In an apparent effort to address demands from countries requesting a return on their investment (the principle of ‘juste retour‘), the draft proposes increasing contributions from countries benefiting from regional funding. 

“Member states benefiting from redistributive policies – such as the cohesion policy – going to poorer regions must pay increased contributions to the EU budget to finance correction mechanisms,” the draft reads. 

Noting that the issue of ‘juste retour‘ is “poisoning” every debate on the EU budget, the draft points out that countries tend to favour instruments with geographically pre-allocated financial envelopes as a result, rather than those which may warrant greater added value. 

Introducing an EU tax? 

At present, it is almost impossible for EU citizens to ascertain who effectively bears the cost of the EU budget, the paper reads. In particular, the VAT-based resource is considered to be “complex to the point of incomprehensibility”. 

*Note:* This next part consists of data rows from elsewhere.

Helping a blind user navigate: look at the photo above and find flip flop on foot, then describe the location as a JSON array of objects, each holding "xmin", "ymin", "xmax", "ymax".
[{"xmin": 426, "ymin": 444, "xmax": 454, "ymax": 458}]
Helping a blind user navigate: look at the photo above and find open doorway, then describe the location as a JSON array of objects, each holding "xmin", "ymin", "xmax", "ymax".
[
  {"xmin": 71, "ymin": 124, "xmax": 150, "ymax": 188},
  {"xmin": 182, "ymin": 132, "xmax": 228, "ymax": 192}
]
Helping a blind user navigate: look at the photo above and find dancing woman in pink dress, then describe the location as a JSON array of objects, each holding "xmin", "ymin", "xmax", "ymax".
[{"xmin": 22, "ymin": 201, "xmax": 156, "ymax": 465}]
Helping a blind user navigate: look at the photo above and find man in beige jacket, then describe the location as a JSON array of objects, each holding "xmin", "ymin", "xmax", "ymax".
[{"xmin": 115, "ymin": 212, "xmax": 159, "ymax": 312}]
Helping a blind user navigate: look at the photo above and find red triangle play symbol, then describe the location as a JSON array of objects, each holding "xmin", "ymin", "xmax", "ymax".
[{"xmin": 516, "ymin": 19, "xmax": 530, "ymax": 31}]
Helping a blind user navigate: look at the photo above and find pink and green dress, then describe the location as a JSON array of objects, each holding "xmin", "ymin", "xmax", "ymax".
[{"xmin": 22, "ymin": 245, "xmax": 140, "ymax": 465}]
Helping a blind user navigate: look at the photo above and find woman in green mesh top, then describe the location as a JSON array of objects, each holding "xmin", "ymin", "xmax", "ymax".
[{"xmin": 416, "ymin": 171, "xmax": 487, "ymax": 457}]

Therefore, the Commission proposes eliminating the VAT-based own resource and suggests introducing “a genuine new resource” instead. This new resource is seen as key to solving the ‘just retour‘ dilemma, which is linked to achieving EU policy priorities that are cross-border in nature. 

Although the paper stops short of calling the new resource a European tax, payable by all citizens, the notion of a tax can be seen in dotted lines in a sentence arguing that the EU’s reformed finances “should not increase the overall tax burden for the EU citizen”. 

End of UK rebate 

The paper calls for a progressive phasing out of all correction mechanisms, and in this context states that the justification for the UK correction mechanism, negotiated in 1984 by Margaret Thatcher, would “disappear progressively”. 

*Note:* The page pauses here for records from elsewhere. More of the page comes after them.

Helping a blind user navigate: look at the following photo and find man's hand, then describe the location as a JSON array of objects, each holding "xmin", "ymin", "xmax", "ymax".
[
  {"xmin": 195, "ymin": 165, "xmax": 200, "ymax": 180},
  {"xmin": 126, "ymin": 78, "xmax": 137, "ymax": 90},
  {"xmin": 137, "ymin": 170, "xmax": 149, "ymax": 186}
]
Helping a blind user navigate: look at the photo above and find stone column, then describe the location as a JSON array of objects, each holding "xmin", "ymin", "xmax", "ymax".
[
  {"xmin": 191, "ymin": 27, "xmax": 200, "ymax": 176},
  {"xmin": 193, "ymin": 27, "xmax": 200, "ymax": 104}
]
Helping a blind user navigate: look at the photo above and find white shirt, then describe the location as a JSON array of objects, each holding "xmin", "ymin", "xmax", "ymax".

The draft explains that ‘juste retour‘ considerations have recently prompted ideas such as extending the rebate system to all member countries. Instead, the Commission proposes the abolition of all correction mechanisms. 

European Commission President José Manuel Barroso opened a 'no-taboos' debate on the EU's future spending priorities in a public consultation launched in 2007 (EURACTIV 13/09/07). 

The size, structure and priorities of the EU's annual spending - which amounted to €126.5 billion in 2007 - is governed by the Financial Perspectives (see EURACTIV LinksDossier), which were agreed after long and fierce discussions in 2006 and cover the period 2007-2013. 

At the same time, EU heads of state and government agreed to a review, to take place in 2008-2009, in order to evaluate the political priorities in the budget guidelines.